Quentin Tarantinos „Django Unchained“ zum Beispiel verwendete das N-Wort erstaunliche 110 Mal, und in „The Hateful Eight“ wurde es 65 Mal benutzt. Aber Samuel L. Jackson verteidigte seine Verwendung. Wie der Gawker-Reporter Rich Juzwiak treffend fragte: „Ich kann nicht anders, als mich zu fragen, ob Tarantino über die Prämissen seiner Filme Ausreden erfindet, um seine Figuren … so oft wie möglich in einem einzigen Film verwenden zu lassen.“
Die Kritiker müssen einen Schritt zurücktreten und sich fragen, warum Schauspieler wie Jackson so kritisch gegenüber schwarzen britischen Schauspielern sind, die in von Schwarzen produzierten Filmen Schwarze in würdigen und heldenhaften Erzählungen spielen, aber weiße Filmemacher verteidigen, die sich in ihren Filmen ebenfalls Freiheiten mit den historischen Fakten der Sklaverei genommen haben.
Eine sich selbst emanzipierende Wunderfrau
Tubman soll 1851 in St.
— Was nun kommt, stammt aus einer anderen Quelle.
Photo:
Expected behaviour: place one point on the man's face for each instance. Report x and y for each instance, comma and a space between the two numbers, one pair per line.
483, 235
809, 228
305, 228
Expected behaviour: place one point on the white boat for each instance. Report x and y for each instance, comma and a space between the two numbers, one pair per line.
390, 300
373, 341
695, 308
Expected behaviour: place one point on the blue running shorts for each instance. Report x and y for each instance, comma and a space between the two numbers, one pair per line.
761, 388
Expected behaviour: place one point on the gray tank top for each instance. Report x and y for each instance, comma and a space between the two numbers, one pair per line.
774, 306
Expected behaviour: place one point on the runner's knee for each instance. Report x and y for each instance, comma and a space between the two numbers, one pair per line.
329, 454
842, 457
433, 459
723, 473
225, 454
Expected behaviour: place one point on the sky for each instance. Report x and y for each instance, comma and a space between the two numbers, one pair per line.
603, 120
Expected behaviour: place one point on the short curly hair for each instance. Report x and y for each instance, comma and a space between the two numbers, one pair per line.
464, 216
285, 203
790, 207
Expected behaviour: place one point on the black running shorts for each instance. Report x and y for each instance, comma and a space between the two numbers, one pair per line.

Catharines angekommen sein. Sie half beim Aufbau einer schwarzen Gemeinde, engagierte sich in lokalen Organisationen und war Mitglied der African Methodist Episcopal Church, Salem Chapel, in der North Street, wo sie wohnte.
Als Tubman im Film in St. Catharines ankommt, ist sie dort nur 30 Sekunden lang zu sehen, so als ob ihre Zeit nördlich der Grenze nur ein kleiner Teil ihrer Geschichte wäre, obwohl sie ein Teil des historischen Gedächtnisses dieser Stadt war und bleibt. Für Kanadier dürfte dies der enttäuschendste Teil von Harriet sein.
Der Film handelt von Harriet Tubman, einer schwarzen Freiheitssucherin und selbstbefreienden Wunderfrau. Es geht nicht um schwarze Kopfgeldjäger oder weiße Sklavenhalter.
Wir müssen mehr schwarze Filmemacherinnen dazu ermutigen, unsere Stimmen in den Mittelpunkt zu stellen, anstatt sie niederzureißen. Harriet hat ihre Probleme, kein Zweifel. Aber wenn Perfektion die Messlatte ist, an die wir Schwarze Filmemacherinnen halten, werden leider weniger Filme über uns gemacht werden.